Now the ICDR Regulations require that any pledge of shares by promoters should be disclosed in the prospectus for the public issue. This change is in line with the recent changes in the Equity Listing Agreement and in SEBI (Substantial Acquisitions of Shares and Takeovers) Regulations, 1997 and is an important indicator of the level of control exercised by the promoters in a company. This information coupled with the financial data would give a reasonable indicator of the likelihood of the promoters losing control of the company to the lenders/lender nominees.
The definition of ‘employee’ under the ICDR Regulations excludes permanent employee director of the subsidiary or holding company of the issuer and promoters and immediate relatives of the promoters. So in an IPO, the employee’s reservation portion will only be available to employee/ director of the issuer company and benefit of no-lock-in on options allotted to employees shall extend only to employee/ director of the issuer company and the group companies.
A controversial change in the ICDR Regulations is to prevent forecasts/projections to select investors outside the offer document.

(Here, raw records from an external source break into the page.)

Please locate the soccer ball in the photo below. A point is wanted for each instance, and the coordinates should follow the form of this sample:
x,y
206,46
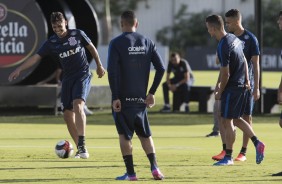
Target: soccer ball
x,y
64,149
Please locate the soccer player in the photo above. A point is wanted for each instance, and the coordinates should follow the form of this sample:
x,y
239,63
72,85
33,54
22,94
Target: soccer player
x,y
279,22
129,62
234,81
68,47
279,92
233,21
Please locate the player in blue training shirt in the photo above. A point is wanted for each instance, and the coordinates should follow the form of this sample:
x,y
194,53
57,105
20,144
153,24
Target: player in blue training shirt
x,y
279,92
233,19
68,47
234,81
129,60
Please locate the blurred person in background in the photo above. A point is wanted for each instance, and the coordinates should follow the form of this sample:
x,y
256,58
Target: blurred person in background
x,y
183,79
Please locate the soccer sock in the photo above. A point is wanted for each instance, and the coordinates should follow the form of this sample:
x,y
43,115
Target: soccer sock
x,y
128,160
224,147
228,153
243,151
255,140
81,141
153,161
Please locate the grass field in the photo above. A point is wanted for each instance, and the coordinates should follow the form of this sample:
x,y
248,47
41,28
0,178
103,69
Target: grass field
x,y
203,78
184,153
27,143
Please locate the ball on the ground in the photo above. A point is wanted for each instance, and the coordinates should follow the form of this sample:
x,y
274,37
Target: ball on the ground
x,y
64,149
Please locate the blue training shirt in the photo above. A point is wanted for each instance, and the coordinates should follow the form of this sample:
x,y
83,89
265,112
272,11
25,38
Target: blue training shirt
x,y
251,48
129,61
230,53
69,51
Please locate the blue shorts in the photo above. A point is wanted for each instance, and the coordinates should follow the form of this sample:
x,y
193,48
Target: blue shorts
x,y
132,119
250,103
233,102
77,87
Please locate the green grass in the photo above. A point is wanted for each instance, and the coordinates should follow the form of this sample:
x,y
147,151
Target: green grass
x,y
27,147
202,78
184,154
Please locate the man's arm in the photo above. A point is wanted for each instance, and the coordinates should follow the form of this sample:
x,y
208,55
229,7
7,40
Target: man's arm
x,y
27,64
279,94
113,69
224,77
256,92
159,67
93,51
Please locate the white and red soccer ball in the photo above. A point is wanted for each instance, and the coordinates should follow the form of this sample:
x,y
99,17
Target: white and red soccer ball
x,y
64,149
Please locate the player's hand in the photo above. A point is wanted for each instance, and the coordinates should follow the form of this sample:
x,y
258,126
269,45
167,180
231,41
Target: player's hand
x,y
150,101
217,95
248,85
116,105
100,71
256,94
279,98
14,75
173,87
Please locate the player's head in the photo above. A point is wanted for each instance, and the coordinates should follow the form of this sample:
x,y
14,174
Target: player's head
x,y
279,21
174,58
59,24
214,24
128,21
233,19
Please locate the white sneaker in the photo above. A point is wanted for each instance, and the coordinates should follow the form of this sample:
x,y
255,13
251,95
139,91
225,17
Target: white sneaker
x,y
82,152
87,111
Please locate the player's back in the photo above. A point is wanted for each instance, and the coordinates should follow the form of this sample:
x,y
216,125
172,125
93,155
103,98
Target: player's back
x,y
135,53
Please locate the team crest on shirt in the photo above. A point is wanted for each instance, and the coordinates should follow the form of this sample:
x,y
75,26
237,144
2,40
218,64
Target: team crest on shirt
x,y
246,37
72,41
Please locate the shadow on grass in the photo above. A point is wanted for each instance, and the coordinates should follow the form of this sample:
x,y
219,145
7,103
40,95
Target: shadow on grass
x,y
104,117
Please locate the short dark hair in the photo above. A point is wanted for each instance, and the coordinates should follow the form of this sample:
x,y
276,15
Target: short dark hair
x,y
215,20
234,13
56,17
129,16
174,54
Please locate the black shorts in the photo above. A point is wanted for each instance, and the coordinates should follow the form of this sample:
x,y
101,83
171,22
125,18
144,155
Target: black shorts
x,y
132,119
233,102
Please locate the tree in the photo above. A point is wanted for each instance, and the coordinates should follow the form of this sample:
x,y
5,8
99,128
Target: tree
x,y
109,12
189,30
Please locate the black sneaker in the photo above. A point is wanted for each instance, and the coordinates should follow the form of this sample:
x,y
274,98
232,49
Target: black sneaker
x,y
213,134
81,152
165,109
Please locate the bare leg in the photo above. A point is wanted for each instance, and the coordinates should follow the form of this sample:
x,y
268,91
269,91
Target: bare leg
x,y
125,145
80,117
230,133
248,119
245,127
69,118
147,144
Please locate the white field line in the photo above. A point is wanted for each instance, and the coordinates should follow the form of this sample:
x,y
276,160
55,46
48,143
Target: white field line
x,y
106,147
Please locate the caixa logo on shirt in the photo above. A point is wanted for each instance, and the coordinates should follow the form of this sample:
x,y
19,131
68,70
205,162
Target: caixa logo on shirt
x,y
18,37
70,52
137,50
137,100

This change is in line with US practice. This move is being resisted by institutional investors who argue that in developing markets many companies approaching the market lack a proven track record necessitating financial projections to gauge company potential. The counter view is that a level-playing field is necessary so that the same information is available to all prospective investors. SEBI is yet to decide on the suitability of this change. A good via media may be to publish such projections in the public domain rather than restrict such disclosures to certain investors.
With the notification of the ICDR Regulations, the dilemma which unnerved the market players was on the status of the pending offer documents with the SEBI for proposed issue of securities. However, maintaining the scale up on practicality, which seems to be the highlight of the ICDR Regulations, no re-filing of draft offer documents is required by the SEBI. A checklist of compliances for the already filed DRHPs can be submitted under the ICDR Regulations, compliance of which is to be ensured at the stage of filing the red herring prospectus by the issuer.

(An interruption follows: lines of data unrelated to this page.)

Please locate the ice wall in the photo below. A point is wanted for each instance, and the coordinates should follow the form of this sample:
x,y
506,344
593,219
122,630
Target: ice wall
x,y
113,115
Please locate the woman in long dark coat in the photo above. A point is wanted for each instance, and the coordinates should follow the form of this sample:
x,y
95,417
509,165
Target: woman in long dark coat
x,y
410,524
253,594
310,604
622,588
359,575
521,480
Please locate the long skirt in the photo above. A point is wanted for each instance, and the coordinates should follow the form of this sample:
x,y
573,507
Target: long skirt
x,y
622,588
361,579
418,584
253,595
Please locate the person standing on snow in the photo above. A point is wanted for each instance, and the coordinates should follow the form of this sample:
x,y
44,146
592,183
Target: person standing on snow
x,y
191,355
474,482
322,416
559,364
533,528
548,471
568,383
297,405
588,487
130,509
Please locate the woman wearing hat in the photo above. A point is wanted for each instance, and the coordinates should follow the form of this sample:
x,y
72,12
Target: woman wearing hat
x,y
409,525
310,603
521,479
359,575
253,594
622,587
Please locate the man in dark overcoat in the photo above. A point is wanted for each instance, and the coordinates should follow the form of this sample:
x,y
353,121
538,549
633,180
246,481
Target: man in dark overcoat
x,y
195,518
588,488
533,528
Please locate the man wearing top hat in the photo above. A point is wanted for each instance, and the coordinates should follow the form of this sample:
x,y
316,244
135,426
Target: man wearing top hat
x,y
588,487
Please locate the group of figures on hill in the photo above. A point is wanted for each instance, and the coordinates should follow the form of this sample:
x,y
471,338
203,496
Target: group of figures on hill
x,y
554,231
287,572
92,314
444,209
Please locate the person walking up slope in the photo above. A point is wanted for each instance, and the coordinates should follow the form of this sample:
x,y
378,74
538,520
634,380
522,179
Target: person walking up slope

Though in the first reading, the ICDR Regulations may appear to be a mere reshuffle of the old provisions, these Regulations appear to remove the fissures in the erstwhile DIP Guidelines to protect investors. The ICDR Regulations represent a leaner and more contemporary set of rules, which should stand the test of time in the vibrant world of capital markets. Now only time will tell whether ICDR Regulations plug the loopholes on a stand alone basis or whether frequent SEBI intervention would be required to address the evolving issues.